Pour Jean-Philippe Delmas, le directeur général de Haut-Brion, 1er cru grand classé de 1855 et leader des crus classés de Graves, cette semaine des primeurs s’est jouée à Pessac bien sûr, mais aussi à St-Emilion. Avec la présentation de son premier véritable millésime du château Quintus, racheté en juin 2011. Interview.

Quel est votre sentiment sur cette campagne de dégustation ?

En ce qui concerne la fréquentation, je dirai que l’Asie a été moins présente. En revanche, nous avons eu beaucoup plus de gens en provenance des pays de l’est que l’année dernière. Nous avons accueilli des Russes, des Polonais, des Hongrois, des Slovènes… Jusque là, nous n’avions pas l’habitude de voir ces pays en primeurs. La plupart ont signé-là leur première expérience des primeurs. Comme pour le ski ou le vélo, il y a un début à tout.

Que peut-on dire du Haut-Brion 2012 ?

On va être un peu part dans le millésime. D’abord, parce que par rapport à la rive gauche on a un pourcentage de merlot très important. Ensuite parce qu’on a des degrés alcool plus importants, ce qui est plutôt rare dans le millésime. On a un vin qui étonne parce qu’on n’attend pas une telle densité et une telle maturité dans un millésime pas facile. On va donc remercier les terroirs précoces de Haut-Brion et de la Mission Haut-Brion. Nous avons donc des grands vins qui sont autour de 15°. Au final, nous sommes contents.

Un premier cru classé de 1855 comme Haut-Brion est-il concerné par la question des prix ?

Bien sûr.
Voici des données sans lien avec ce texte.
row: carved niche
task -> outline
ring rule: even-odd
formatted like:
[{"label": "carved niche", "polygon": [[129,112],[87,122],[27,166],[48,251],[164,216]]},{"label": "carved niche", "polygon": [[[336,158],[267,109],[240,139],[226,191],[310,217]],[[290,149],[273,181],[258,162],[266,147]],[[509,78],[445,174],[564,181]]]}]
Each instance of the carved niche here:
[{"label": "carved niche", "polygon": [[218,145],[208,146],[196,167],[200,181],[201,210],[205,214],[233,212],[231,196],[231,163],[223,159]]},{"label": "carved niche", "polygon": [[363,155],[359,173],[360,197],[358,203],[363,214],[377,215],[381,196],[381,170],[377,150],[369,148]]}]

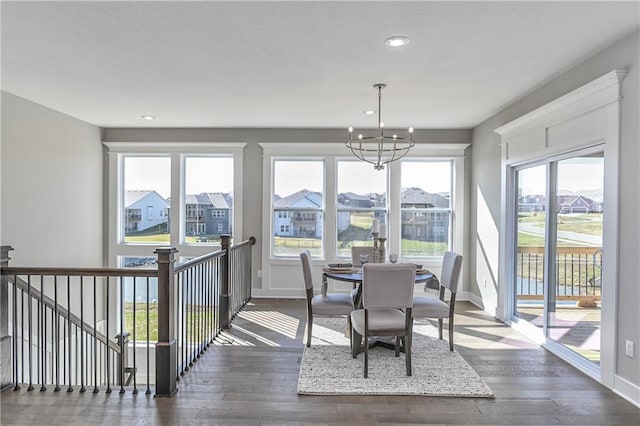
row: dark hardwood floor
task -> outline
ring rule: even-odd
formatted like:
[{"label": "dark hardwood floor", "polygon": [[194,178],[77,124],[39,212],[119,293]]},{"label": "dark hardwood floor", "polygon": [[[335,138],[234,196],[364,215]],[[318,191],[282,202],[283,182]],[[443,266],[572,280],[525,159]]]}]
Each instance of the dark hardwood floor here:
[{"label": "dark hardwood floor", "polygon": [[633,404],[475,306],[456,308],[456,350],[495,399],[297,395],[304,301],[258,299],[178,383],[173,398],[7,391],[1,423],[640,424]]}]

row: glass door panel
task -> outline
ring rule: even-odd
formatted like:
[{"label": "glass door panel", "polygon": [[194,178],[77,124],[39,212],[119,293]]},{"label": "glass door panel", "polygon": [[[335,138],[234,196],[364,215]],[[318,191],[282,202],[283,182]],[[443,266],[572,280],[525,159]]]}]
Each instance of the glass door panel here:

A Haut-Brion, on se pose la question des prix chaque année, que ce soit à la hausse ou à la baisse. On sera attentif, car il y a aussi une ambiance économique générale. Mais à Bordeaux, ce n’est pas nouveau que des millésimes meilleurs que les précédents se vendent moins chers. A priori, tout Bordeaux devrait faire un effort sur le 2012 par rapport au 2011 et Haut-Brion n’échappera pas à la règle.

2012, c’est aussi votre premier « vrai » millésime pour le château Quintus à Saint-Emilion. Que peut-on en dire ?

A Saint-Emilion, nous sommes des nouveaux venus. On fait profil bas. On découvre un écosystème, on l’apprend. On a une gestion particulière, on fait du vin de Saint-Emilion à la mode Haut-Brion. Mais 2012 est plus réussi que 2011 parce qu’on a eu un contrôle complet du cycle. Pour le précédent, comme nous avions acheté la propriété fin juin 2011, nous avions pris le bébé en cours de route… Le 2012 est beaucoup plus dense, plus serré, plus profond que le 2011. C’est un premier pas dont nous sommes fiers. Mais encore une fois, on prend notre temps et on espère un jour être considéré comme un grand.